Brothers in Mind
British scientists have tried to find out how many intelligent civilizations can exist in the Milky Way galaxy. After making new estimates on the example of the Earth, they came to the conclusion that this number can be just over three dozen. This is reported by the newspaper “Gazeta” .
For centuries, scientists, peering into the depths of space, have wondered whether there are other civilizations in the universe, and if there are, how many of them. An important achievement in the estimation of the number of civilizations was the appearance in 1960 of the famous Drake equation.
The equation formulated by Dr. Frank Drake makes the number of intelligent civilizations in our galaxy dependent on seven different variables, including the number of stars born per year in our galaxy, the proportion of sun-like stars with planets, the probability of intelligent life forms on a planet that has life, and the lifetime of such a civilization.
From a practical point of view, the Drake formula is of little use — the uncertainty of most of the parameters used in it makes it useful only for reasoning about the number of intelligent civilizations in our galaxy.
The calculations used in the past gave completely different results-from zero to billions of civilizations in the Milky Way.
Scientists from the University of Nottingham (UK) conducted a new assessment, suggesting that different civilizations in different parts of the galaxy take about the same time to develop, and concluded that in our Milky Way galaxy there may be 36 of them.
It is believed that in the Milky Way galaxy, in which the Solar System is located, from 100 to 400 billion stars, while on average each star has at least one planet.
“There should be at least a few dozen active civilizations in our galaxy, assuming that it takes 5 billion years for intelligent life to form on other planets, as on Earth,” said study co — author Christopher Conselice. Scientists called the resulting estimate the Astrobiological limit of Copernicus.

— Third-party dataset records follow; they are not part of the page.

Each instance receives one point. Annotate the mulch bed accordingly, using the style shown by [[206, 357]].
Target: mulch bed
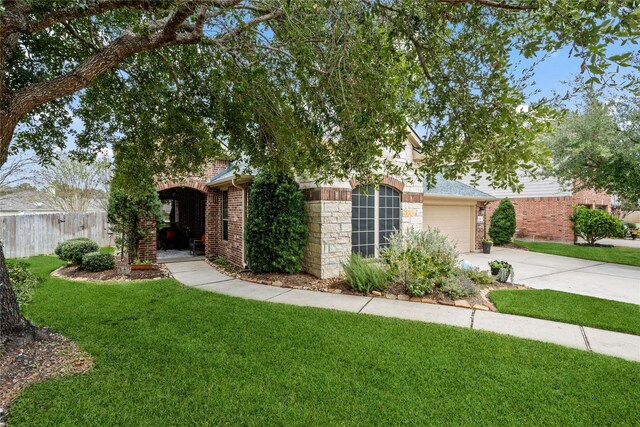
[[23, 363], [122, 271], [339, 285]]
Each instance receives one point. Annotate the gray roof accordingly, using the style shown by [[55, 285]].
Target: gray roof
[[446, 187], [230, 172]]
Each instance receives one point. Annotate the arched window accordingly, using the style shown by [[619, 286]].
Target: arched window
[[375, 214]]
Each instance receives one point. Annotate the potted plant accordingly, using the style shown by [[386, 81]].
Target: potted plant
[[497, 265], [505, 274], [137, 264]]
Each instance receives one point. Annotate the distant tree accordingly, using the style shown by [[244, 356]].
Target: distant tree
[[598, 147], [74, 186], [503, 223]]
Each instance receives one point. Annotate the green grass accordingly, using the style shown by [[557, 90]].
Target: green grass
[[569, 308], [616, 254], [170, 355]]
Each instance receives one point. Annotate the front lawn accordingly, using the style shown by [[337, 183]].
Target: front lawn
[[169, 355], [569, 308], [616, 254]]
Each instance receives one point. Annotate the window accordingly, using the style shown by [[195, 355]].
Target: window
[[363, 221], [389, 214], [225, 215], [375, 215]]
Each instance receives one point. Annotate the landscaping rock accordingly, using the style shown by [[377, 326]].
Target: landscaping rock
[[462, 303]]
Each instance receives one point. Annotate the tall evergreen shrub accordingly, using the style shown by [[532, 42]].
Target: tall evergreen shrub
[[276, 232], [503, 223]]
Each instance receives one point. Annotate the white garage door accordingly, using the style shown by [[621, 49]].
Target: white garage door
[[453, 221]]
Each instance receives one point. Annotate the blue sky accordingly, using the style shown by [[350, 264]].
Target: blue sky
[[552, 75]]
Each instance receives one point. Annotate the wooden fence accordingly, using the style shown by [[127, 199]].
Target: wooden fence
[[39, 233]]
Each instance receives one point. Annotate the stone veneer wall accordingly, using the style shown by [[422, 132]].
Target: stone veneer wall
[[547, 218], [329, 223]]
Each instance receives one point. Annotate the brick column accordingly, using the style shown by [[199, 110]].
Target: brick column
[[212, 223], [147, 246]]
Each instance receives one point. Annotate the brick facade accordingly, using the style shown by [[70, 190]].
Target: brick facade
[[547, 218], [147, 246], [233, 248]]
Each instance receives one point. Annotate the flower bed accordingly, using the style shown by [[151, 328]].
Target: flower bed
[[122, 271], [339, 285]]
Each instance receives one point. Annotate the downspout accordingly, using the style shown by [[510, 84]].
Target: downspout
[[233, 182]]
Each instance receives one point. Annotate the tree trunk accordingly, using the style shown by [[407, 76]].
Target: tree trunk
[[12, 322]]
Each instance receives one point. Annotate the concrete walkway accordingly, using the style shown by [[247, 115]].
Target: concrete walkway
[[579, 276], [200, 275]]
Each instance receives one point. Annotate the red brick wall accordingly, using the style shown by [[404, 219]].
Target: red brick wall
[[547, 218], [231, 249], [147, 247], [480, 226]]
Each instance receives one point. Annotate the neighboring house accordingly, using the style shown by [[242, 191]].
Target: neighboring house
[[543, 207], [343, 217], [34, 201]]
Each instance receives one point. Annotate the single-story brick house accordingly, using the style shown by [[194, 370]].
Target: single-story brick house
[[544, 206], [342, 218]]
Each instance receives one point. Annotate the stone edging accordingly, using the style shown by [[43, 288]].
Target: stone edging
[[56, 273]]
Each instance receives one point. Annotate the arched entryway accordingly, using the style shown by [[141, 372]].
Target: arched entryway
[[184, 209]]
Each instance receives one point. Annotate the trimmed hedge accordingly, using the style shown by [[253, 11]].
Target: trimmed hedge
[[594, 224], [503, 223], [276, 232], [23, 282], [58, 249], [96, 261], [74, 250]]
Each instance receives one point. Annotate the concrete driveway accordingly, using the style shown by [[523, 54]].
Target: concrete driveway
[[542, 271]]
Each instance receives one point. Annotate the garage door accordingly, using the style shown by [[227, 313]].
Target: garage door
[[453, 221]]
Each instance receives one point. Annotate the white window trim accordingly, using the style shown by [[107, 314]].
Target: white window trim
[[376, 219]]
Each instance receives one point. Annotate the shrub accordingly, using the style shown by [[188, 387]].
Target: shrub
[[458, 286], [95, 261], [594, 224], [58, 249], [420, 259], [476, 275], [74, 250], [129, 211], [503, 223], [276, 232], [365, 275], [23, 282]]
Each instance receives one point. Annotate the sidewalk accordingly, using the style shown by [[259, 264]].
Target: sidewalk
[[201, 275]]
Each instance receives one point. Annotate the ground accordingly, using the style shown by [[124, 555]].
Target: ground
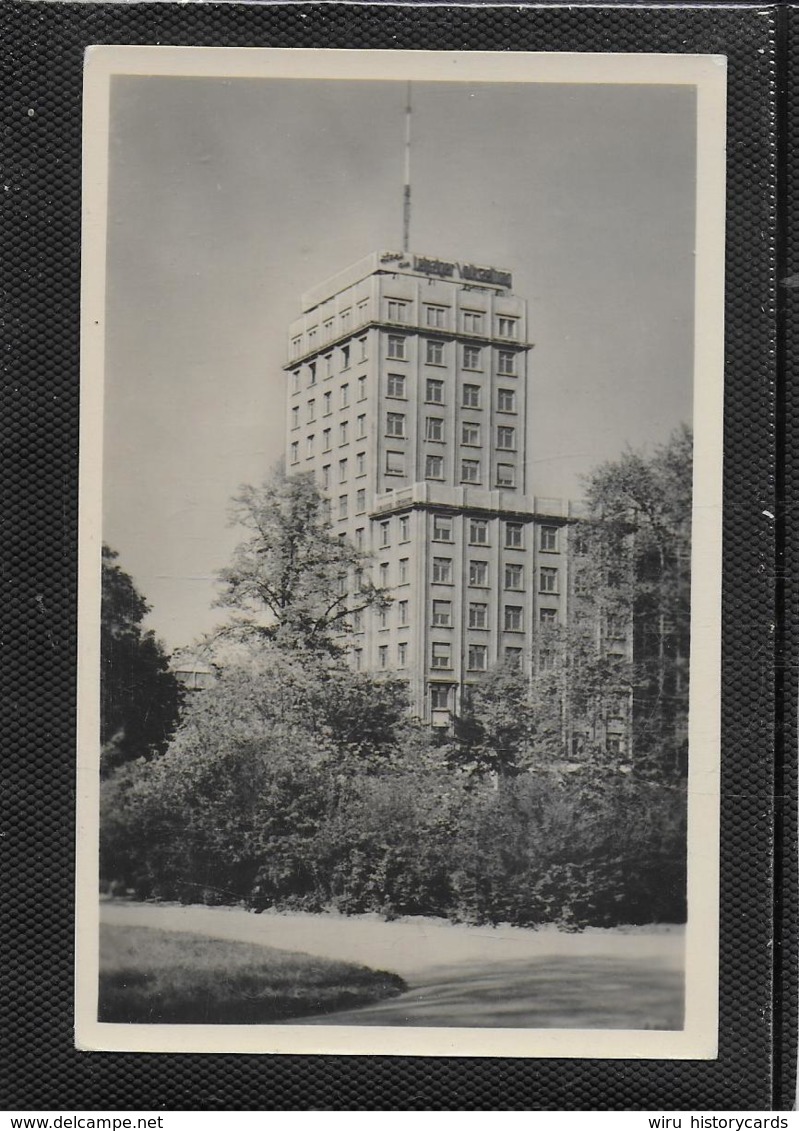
[[621, 978]]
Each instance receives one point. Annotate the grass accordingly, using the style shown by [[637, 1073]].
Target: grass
[[170, 977]]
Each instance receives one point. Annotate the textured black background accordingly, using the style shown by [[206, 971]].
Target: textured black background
[[41, 87]]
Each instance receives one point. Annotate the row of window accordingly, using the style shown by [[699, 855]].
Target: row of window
[[472, 321], [436, 353], [471, 395], [331, 327], [479, 531]]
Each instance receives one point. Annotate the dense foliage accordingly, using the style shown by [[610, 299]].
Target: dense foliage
[[140, 697]]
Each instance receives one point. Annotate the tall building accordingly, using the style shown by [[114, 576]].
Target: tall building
[[409, 400]]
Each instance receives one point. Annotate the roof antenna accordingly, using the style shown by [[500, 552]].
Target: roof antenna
[[406, 187]]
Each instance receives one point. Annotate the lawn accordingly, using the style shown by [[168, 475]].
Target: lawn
[[152, 976]]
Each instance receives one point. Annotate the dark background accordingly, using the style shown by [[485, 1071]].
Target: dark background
[[42, 54]]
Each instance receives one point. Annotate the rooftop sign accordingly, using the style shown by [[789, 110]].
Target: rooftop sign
[[469, 273]]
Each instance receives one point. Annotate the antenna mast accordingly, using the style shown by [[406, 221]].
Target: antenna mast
[[406, 187]]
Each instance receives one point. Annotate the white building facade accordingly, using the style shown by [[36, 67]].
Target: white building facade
[[409, 402]]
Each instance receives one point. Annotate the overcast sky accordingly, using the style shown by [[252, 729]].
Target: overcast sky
[[229, 198]]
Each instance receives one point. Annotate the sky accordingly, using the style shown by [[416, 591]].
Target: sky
[[229, 198]]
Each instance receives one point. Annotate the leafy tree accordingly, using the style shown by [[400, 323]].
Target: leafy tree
[[140, 698], [497, 725], [632, 581], [298, 583]]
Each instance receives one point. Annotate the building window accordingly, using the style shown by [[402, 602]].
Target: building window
[[548, 579], [396, 346], [395, 424], [396, 385], [436, 316], [472, 357], [514, 535], [471, 396], [513, 618], [434, 391], [506, 362], [397, 311], [514, 576], [434, 352], [443, 570], [548, 538], [439, 696], [478, 532], [434, 467], [478, 615], [395, 463], [506, 400], [478, 573], [443, 614]]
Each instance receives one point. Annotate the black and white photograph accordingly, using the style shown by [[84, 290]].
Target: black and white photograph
[[401, 552]]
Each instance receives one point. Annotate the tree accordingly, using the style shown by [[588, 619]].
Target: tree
[[632, 579], [299, 583], [140, 698], [495, 731]]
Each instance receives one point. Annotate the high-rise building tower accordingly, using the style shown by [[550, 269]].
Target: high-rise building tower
[[409, 400]]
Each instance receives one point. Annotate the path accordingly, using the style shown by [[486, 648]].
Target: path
[[464, 975]]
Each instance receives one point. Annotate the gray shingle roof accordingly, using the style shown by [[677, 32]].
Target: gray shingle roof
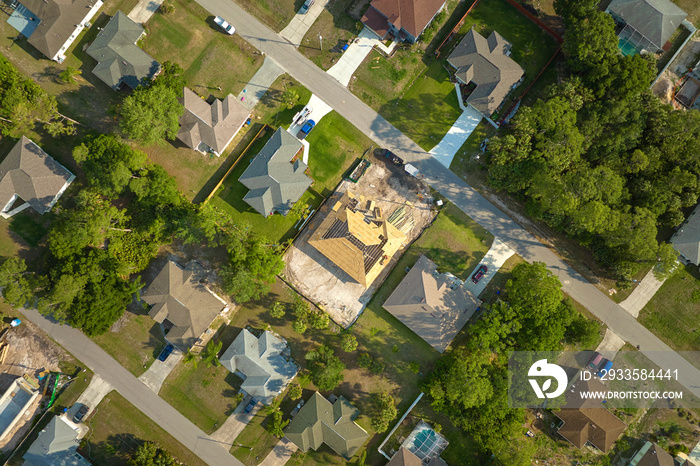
[[276, 184], [33, 175], [119, 59], [656, 20], [264, 361], [55, 446], [485, 63], [58, 21], [320, 421], [214, 125], [180, 297], [435, 306], [687, 239]]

At the same time, the scientists proposed to consider two scenarios. The first, “weak”, suggests that intelligent life on other planets is formed no earlier than 5 billion years later. The “strong” scenario provides for the emergence of intelligent life in the period of 4.5-5.5 billion years, which is more in line with the example of the Earth. For this criterion, the number of intelligent civilizations was equal to 36.

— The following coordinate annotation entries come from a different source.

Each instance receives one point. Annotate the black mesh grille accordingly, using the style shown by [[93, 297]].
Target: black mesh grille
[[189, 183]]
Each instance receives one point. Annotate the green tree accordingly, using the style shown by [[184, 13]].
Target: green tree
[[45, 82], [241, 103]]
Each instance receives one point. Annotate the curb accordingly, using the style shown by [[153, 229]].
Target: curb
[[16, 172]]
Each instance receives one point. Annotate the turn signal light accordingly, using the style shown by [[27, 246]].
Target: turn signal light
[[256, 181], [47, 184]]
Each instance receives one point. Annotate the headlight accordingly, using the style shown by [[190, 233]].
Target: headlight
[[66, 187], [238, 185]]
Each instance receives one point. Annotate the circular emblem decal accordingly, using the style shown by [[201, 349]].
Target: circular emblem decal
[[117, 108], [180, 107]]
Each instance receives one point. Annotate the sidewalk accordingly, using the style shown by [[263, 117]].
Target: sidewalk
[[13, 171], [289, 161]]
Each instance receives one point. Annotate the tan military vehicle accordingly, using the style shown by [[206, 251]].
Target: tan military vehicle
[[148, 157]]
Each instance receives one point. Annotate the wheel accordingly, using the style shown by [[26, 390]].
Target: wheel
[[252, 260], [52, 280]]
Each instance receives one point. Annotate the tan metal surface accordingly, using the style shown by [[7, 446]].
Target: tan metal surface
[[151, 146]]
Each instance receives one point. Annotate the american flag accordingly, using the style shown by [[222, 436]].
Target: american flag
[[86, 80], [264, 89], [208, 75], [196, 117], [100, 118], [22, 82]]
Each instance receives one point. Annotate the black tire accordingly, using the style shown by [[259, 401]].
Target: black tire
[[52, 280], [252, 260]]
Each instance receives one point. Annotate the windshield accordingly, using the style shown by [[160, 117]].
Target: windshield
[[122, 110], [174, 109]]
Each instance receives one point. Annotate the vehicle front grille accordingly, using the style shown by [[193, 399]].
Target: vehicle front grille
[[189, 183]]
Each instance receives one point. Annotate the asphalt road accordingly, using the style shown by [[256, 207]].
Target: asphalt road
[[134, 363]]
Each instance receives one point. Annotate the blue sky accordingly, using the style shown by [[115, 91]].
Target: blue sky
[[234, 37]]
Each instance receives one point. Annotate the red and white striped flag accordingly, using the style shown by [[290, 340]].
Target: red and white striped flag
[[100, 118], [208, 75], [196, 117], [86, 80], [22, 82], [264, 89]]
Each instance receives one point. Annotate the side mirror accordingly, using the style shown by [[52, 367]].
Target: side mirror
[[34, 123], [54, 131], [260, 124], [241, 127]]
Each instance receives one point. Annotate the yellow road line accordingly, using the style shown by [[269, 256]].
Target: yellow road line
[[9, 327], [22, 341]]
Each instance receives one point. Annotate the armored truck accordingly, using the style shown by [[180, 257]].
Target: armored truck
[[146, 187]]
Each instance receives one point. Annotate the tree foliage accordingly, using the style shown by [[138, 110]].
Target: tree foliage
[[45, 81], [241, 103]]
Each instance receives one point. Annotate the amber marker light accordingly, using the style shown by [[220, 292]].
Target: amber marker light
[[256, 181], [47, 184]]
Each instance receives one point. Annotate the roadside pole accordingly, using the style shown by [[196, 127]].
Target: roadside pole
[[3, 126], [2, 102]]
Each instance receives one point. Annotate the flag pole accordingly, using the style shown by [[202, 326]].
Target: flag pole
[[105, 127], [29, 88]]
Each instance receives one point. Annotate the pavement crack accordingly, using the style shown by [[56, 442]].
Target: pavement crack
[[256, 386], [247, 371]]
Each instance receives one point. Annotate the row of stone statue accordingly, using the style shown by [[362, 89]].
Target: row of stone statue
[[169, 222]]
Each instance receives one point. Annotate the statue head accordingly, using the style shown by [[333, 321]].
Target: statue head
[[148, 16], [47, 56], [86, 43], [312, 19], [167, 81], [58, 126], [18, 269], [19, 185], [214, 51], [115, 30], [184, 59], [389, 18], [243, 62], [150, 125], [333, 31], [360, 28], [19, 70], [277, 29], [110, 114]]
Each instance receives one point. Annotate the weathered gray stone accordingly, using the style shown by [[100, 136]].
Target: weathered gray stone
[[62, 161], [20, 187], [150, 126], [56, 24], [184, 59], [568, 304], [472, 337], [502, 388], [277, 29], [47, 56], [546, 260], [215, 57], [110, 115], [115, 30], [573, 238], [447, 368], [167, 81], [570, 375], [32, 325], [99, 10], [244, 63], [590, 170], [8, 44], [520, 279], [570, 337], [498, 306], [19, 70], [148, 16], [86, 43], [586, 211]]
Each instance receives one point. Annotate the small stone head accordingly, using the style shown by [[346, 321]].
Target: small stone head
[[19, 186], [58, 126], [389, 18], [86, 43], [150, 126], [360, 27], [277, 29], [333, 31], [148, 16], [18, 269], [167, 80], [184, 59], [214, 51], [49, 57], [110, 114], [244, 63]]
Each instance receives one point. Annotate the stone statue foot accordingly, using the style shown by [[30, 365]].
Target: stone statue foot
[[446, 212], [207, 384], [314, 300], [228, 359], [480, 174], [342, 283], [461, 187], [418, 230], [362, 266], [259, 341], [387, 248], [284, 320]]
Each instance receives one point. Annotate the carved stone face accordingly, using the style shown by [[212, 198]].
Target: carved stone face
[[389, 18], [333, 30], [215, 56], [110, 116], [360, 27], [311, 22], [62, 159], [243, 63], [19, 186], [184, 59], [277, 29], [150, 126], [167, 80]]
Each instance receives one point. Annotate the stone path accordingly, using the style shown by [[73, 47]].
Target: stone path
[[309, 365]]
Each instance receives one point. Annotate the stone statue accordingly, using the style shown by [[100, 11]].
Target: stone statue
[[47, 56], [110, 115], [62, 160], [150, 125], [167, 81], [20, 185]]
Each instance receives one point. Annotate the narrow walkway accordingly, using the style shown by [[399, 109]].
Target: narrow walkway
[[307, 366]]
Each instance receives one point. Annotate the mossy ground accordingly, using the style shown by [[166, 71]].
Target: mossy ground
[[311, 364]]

The study, published in The Astrophysical Journal, showed that the number of civilizations strictly depends on how long they are able to actively communicate — send radio signals from satellites, broadcast on television frequencies, etc.
The result is based on the assumption that other civilizations communicate for at least a hundred years, as well as human.
The Copernicus Astrobiological limit also takes into account a number of parameters that were little known half a century ago. Among them are the intensity of star formation, the proportion of stars with the metallicity of the Sun, and the proportion of stars with Earth-like planets in the habitable zone.
“The classical method of estimating the number of intelligent civilizations is based on guessing the values related to life, but opinions on this point differ very significantly,” explained Tom Westby, the author of the work. “Our new study simplifies these assumptions by using new data and giving solid estimates of the number of civilizations in our galaxy.”
At the same time, 36 is only the most plausible number, and the authors emphasize that the average distance to such civilizations is 17 thousand light years. “This makes detecting and communicating with them very difficult given the existing technologies,” they argue.